Hacía tanto calor que mi compañera de emocinantes aventuras meternales y yo decidimos tomarnos un helado mientras los niños jugaban en la hierba.
En teoría la idea era buena, pero en la práctica imposible. Ya lo normal es que los niños reclamen nuestra atención todo el tiempo con lo que con una cosa rosa brillante en las manos fue imposible quitarme a Daniel de encima.
Yo me había pedido un polo de fresa y el niño lo miraba estasiado, así que no pude resistir la tentación de dárselo a probar. Le faltó tiempo para abrazarlo y pringarse completamente. Luego se lo llevó a la boca ansioso para, acto seguido apartarlo de si poniendo unas muecas muy raras. Pero no le debió de parecer del todo mal porque volvió a rechupeteralo, a partarlo, a rechupetearlo de nuevo y así un buen rato poniendose pringoso todo él y su ropita.

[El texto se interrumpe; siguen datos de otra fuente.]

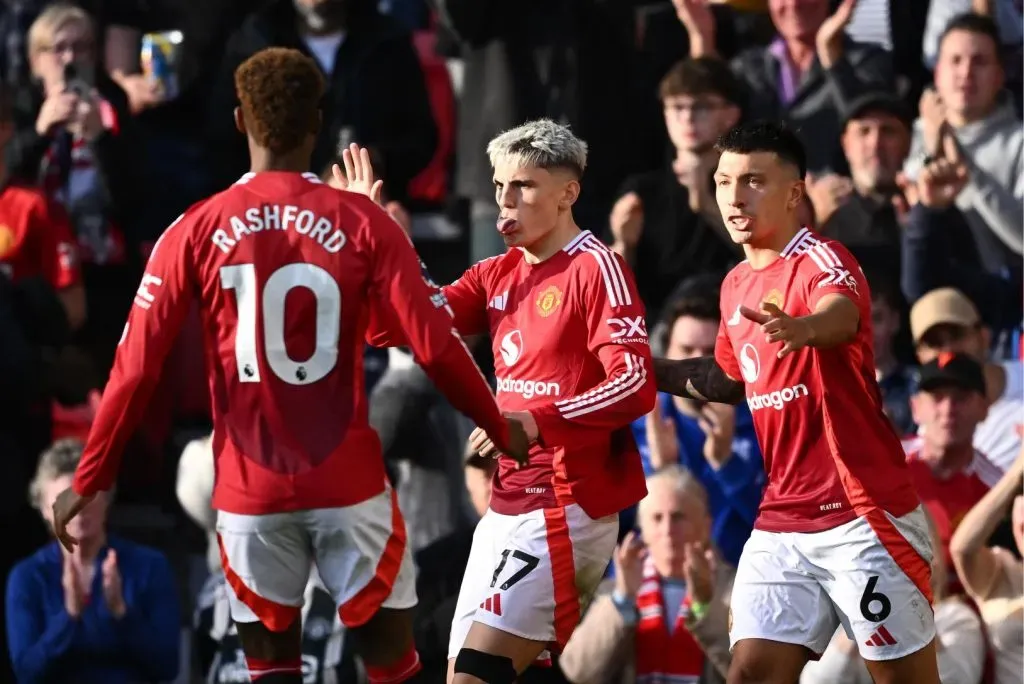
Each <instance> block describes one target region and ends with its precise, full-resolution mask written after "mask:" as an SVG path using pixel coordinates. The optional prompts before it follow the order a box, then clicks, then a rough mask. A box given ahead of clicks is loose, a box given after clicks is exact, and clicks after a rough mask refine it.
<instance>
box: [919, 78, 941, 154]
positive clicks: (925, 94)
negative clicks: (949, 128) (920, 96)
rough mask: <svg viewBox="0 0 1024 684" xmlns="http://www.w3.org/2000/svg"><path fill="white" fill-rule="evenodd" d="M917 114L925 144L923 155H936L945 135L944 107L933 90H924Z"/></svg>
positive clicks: (933, 90)
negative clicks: (917, 113) (918, 117)
mask: <svg viewBox="0 0 1024 684" xmlns="http://www.w3.org/2000/svg"><path fill="white" fill-rule="evenodd" d="M918 114H919V116H920V118H921V132H922V139H923V140H924V143H925V154H927V155H938V154H939V153H940V152H941V147H942V138H943V136H944V135H947V134H948V132H947V129H948V126H947V124H946V105H945V103H944V102H943V101H942V97H941V96H940V95H939V93H938V92H937V91H936V90H935V89H934V88H926V89H925V92H923V93H922V94H921V100H920V101H919V102H918Z"/></svg>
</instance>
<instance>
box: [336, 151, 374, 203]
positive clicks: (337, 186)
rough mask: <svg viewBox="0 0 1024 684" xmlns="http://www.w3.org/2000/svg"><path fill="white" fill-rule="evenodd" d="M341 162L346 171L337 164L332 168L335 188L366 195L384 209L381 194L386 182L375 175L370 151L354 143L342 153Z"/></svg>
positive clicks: (362, 194)
mask: <svg viewBox="0 0 1024 684" xmlns="http://www.w3.org/2000/svg"><path fill="white" fill-rule="evenodd" d="M341 161H342V163H343V164H344V165H345V170H344V171H342V170H341V167H339V166H338V165H337V164H335V165H334V166H332V167H331V173H332V174H333V175H334V184H335V186H336V187H339V188H341V189H343V190H348V191H349V193H358V194H359V195H365V196H366V197H368V198H370V199H371V200H373V201H374V203H375V204H377V205H380V206H381V207H382V208H383V206H384V205H383V204H382V202H381V193H382V190H383V189H384V181H383V180H377V177H376V175H375V174H374V165H373V164H371V163H370V151H369V149H367V148H366V147H360V146H359V145H357V144H355V143H354V142H353V143H352V144H350V145H348V147H346V148H345V149H343V151H342V152H341Z"/></svg>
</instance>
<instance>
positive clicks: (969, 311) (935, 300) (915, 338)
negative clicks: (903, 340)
mask: <svg viewBox="0 0 1024 684" xmlns="http://www.w3.org/2000/svg"><path fill="white" fill-rule="evenodd" d="M980 320H981V316H980V315H979V314H978V308H977V307H976V306H975V305H974V302H972V301H971V300H970V299H968V298H967V295H965V294H964V293H963V292H961V291H959V290H956V289H954V288H939V289H938V290H932V291H931V292H929V293H928V294H926V295H925V296H924V297H922V298H921V299H919V300H918V301H916V302H914V303H913V306H912V307H911V308H910V335H912V336H913V341H914V342H919V341H921V338H922V337H924V335H925V333H927V332H928V331H929V330H930V329H931V328H933V327H935V326H938V325H940V324H951V325H953V326H965V327H973V326H977V325H978V323H979V322H980Z"/></svg>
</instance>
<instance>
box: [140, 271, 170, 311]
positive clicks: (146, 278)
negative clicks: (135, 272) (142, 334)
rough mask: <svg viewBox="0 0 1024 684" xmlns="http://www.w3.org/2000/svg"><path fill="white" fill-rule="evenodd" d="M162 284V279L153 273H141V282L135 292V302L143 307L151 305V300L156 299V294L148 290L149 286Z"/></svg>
mask: <svg viewBox="0 0 1024 684" xmlns="http://www.w3.org/2000/svg"><path fill="white" fill-rule="evenodd" d="M163 284H164V281H163V280H162V279H160V277H157V276H156V275H154V274H153V273H148V272H147V273H142V283H141V284H140V285H139V286H138V290H137V291H136V292H135V304H136V305H137V306H139V307H141V308H143V309H147V308H150V307H151V306H153V302H154V301H156V299H157V298H156V296H155V295H154V294H153V292H151V291H150V286H151V285H152V286H154V287H159V286H161V285H163Z"/></svg>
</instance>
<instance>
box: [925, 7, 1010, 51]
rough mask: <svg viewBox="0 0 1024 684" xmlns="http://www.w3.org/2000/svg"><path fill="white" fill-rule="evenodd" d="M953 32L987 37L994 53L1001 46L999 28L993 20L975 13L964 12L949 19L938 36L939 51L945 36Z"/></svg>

Su compañero también quiso probar, pero a él le gustó desde el primer momento. Estuvo regodeándose con la fresa helada un ratito y después se giró con la rápidez del rayo hacia su madre para dejarle marcadas dos manazas rosas en su pantalón blanco. Menos mal que las toallitas del culete de bebés obran milagros con este tipo de suciedad.
La madre del otro niño se pidió el helado de chocolate y también se lo dio a probar a Daniel, que hizo su mueca habitual y dejó la boca muy abierta para que el poquito helado que le habían dejado en la boca cayera lentamente hacia su camiseta, ya asquerosa de por si. ¡Vamos! Toda una experiencia.